In a further stretch for authenticity, Irish terms pepper the narrative. They’re often raunchy, usually interesting, sometimes distracting, and always diligently italicised:

When he snatches her fingers and places them inside his breeches she feels alarm but his skin is soft—softer than the skin of her cíochanna—and warm. She touches the tip of his boddagh with trepidation, as she might approach a small sea creature that twitches and trembles beneath her fingers, oozing silky liquid. He sighs and shivers. She hunkers down over a familiar ache in her lower back that she remembers from the aggravating few days before she bleeds, when she can’t keep her fingers from her fáel-flaps. (146)

Lynch is at her most persuasive in the portrayal of human emotions, writing with delicacy, simplicity and compassion. Instances are the worried adoration of Skelly for his sister as she pursues her wayward dreams; or the depth and universality of grief; or the shame of a family, as when the bailiff comes for Edwin.

From perspectives that elude a contemporary narrative, Unsettled taps into several present-day issues—chiefly racism, feminism, mental health (through Rosanna’s depression), and (by way of Skelly’s appalling treatment at a monastery) the abuse of children in church institutions. Lynch may, at times, seem a tad heavy-handed, with 21st century attitudes popping boldly into her 19th century context.
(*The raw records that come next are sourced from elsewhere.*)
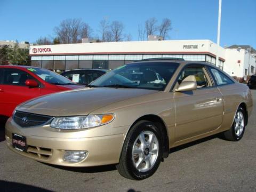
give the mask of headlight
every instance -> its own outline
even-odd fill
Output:
[[[55,117],[50,126],[53,128],[66,130],[91,128],[110,123],[114,117],[113,114]]]

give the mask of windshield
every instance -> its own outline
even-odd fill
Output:
[[[27,68],[27,69],[37,75],[47,83],[52,84],[60,85],[75,84],[67,78],[48,69],[37,68]]]
[[[127,64],[99,77],[89,86],[164,91],[178,66],[162,62]]]

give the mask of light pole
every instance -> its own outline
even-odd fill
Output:
[[[250,46],[249,48],[248,48],[247,49],[247,50],[248,51],[248,55],[249,55],[249,58],[248,58],[248,75],[250,75],[249,74],[251,74],[251,72],[250,72],[250,71],[249,70],[250,70],[250,54],[251,54],[251,46]],[[253,71],[252,73],[253,73]]]
[[[218,31],[217,31],[217,51],[216,54],[216,65],[219,64],[219,46],[220,39],[220,21],[221,18],[221,0],[219,0],[219,16],[218,18]],[[217,66],[218,67],[218,66]]]

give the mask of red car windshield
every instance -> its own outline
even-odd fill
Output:
[[[71,81],[63,76],[48,69],[37,68],[29,68],[28,70],[37,75],[47,83],[53,85],[75,85]]]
But while certain attitudes of the day may prevail, there is no saying that everyone, Lynch’s characters included, need agree with them.

While Lynch’s intermingling of historical context with contemporary expression might flurry some readers, in Unsettled she has wrought an impressive saga that ultimately explores the universal experience of grinding out a life.


Note

1 Although the term ‘frontier’ is nowadays contentious, in keeping with views of the time, Part 1 is titled ‘Frontier of South Australia (1859)’


Jen Banyard is the author of four novels for young readers (published by Fremantle Press) and numerous stories. She has a PhD in creative writing from the University of Western Australia.